I don't get how we can run predicitions? #9

Open GXcells opened 2 weeks ago

GXcells commented 2 weeks ago

I don't get how to run segmentation with your scripts. How can the model know what t osegment if we don'T provide any examples of image/segmentation pairs? Do I need first to finetune/train on my dataset for each segmentation task? (for example a specific cell type on histology images, or a specific immunohistochemistry staining, etc...) and then run "test"?

xiongxyowo commented 2 weeks ago

Hi, you need to train on your own datasets first because SAM2-UNet does not have zero-shot capability (the original prompt encoder and decoder of SAM2 is removed).

GXcells commented 2 weeks ago

Ok, I just trained one model on a dataset but now if I want to run predicitons, the only script available is test.py . But there is a groundtruth required argument. How can I thus run a prediction on images that are not yet segmented? Thanks in advance

xiongxyowo commented 2 weeks ago

Hi, our test dataset loads ground truths to make it easier to align the predictions with the shapes of GTs (see here). You can make simple modifications to the code to make the testing process independent of ground truths.

GXcells commented 2 weeks ago

Ok, thanks a lot.

I modified and it is working without goundtruth.

But I am convinced that it would be important that you provide an inference code independent of groundtruth and that yo upeform again your benchmarks with it. Because in real use case, we generally never have groundtruth during inference (if we have ground truth of the images that we want to segment then why segmenting?)

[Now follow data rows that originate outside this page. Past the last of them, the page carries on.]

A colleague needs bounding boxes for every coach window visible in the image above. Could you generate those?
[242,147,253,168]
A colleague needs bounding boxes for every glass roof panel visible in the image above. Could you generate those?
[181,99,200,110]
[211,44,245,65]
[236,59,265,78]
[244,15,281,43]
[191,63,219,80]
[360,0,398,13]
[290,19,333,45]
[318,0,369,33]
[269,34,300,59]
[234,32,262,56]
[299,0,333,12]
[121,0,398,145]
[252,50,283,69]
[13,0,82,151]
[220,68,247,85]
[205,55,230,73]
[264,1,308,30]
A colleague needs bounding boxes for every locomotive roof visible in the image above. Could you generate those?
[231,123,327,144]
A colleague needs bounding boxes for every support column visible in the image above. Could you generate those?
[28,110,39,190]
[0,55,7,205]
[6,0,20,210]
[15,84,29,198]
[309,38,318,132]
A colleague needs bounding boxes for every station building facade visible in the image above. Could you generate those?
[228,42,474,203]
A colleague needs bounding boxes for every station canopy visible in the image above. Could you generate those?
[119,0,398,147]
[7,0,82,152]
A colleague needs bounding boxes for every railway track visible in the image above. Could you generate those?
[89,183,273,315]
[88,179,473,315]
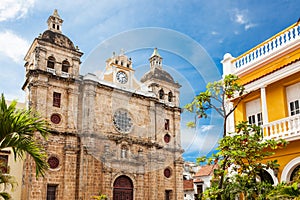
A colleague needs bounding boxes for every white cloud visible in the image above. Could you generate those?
[181,125,219,154]
[0,30,29,63]
[231,9,256,30]
[0,0,35,22]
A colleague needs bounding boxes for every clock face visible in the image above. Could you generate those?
[116,71,128,84]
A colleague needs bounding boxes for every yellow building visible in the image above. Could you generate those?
[222,22,300,184]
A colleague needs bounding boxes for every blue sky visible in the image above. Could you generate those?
[0,0,300,160]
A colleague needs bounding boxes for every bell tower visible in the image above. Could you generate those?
[22,10,83,132]
[103,50,140,89]
[47,9,64,33]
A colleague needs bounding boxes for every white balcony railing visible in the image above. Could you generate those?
[61,72,70,78]
[47,68,55,75]
[262,114,300,141]
[232,22,300,69]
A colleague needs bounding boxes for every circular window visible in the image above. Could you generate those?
[48,156,59,169]
[164,168,171,178]
[50,114,61,124]
[113,110,132,133]
[164,134,171,143]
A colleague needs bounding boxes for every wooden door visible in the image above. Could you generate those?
[113,176,133,200]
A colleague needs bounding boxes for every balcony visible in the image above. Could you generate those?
[61,72,70,78]
[47,68,55,75]
[231,23,300,70]
[262,114,300,141]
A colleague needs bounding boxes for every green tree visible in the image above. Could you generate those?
[0,94,48,199]
[267,171,300,200]
[185,74,286,199]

xiongxyowo commented 2 weeks ago

Hi, thank you for the suggestion. We follow the common practice of up-sampling the prediction results to the GTs' size (see test codes in PraNet and FEDER). Since metrics computed at low resolutions can differ from those at the original resolutions, we perform up-sampling to ensure a fair comparison with existing methods. For users who wish to eliminate this logical flaw, we recommend up-sampling the predictions to the input image resolution instead.

xiongxyowo commented 2 weeks ago

Note: The resolution of some test images in public datasets may be different from the corresponding GTs, so this modification may cause some anomalous performance.

GXcells commented 2 weeks ago

Hi, thank you for the suggestion. We follow the common practice of up-sampling the prediction results to the GTs' size (see test codes in PraNet and FEDER). Since metrics computed at low resolutions can differ from those at the original resolutions, we perform up-sampling to ensure a fair comparison with existing methods. For users who wish to eliminate this logical flaw, we recommend up-sampling the predictions to the input image resolution instead.

Thanks for the explanations. I'm a wet lab scientist and don't deeply understand how exactly unet and other machine learning models are working. That is why I was asking question that was more related to a direct implementation of your training for analysis of data that we have in the lab.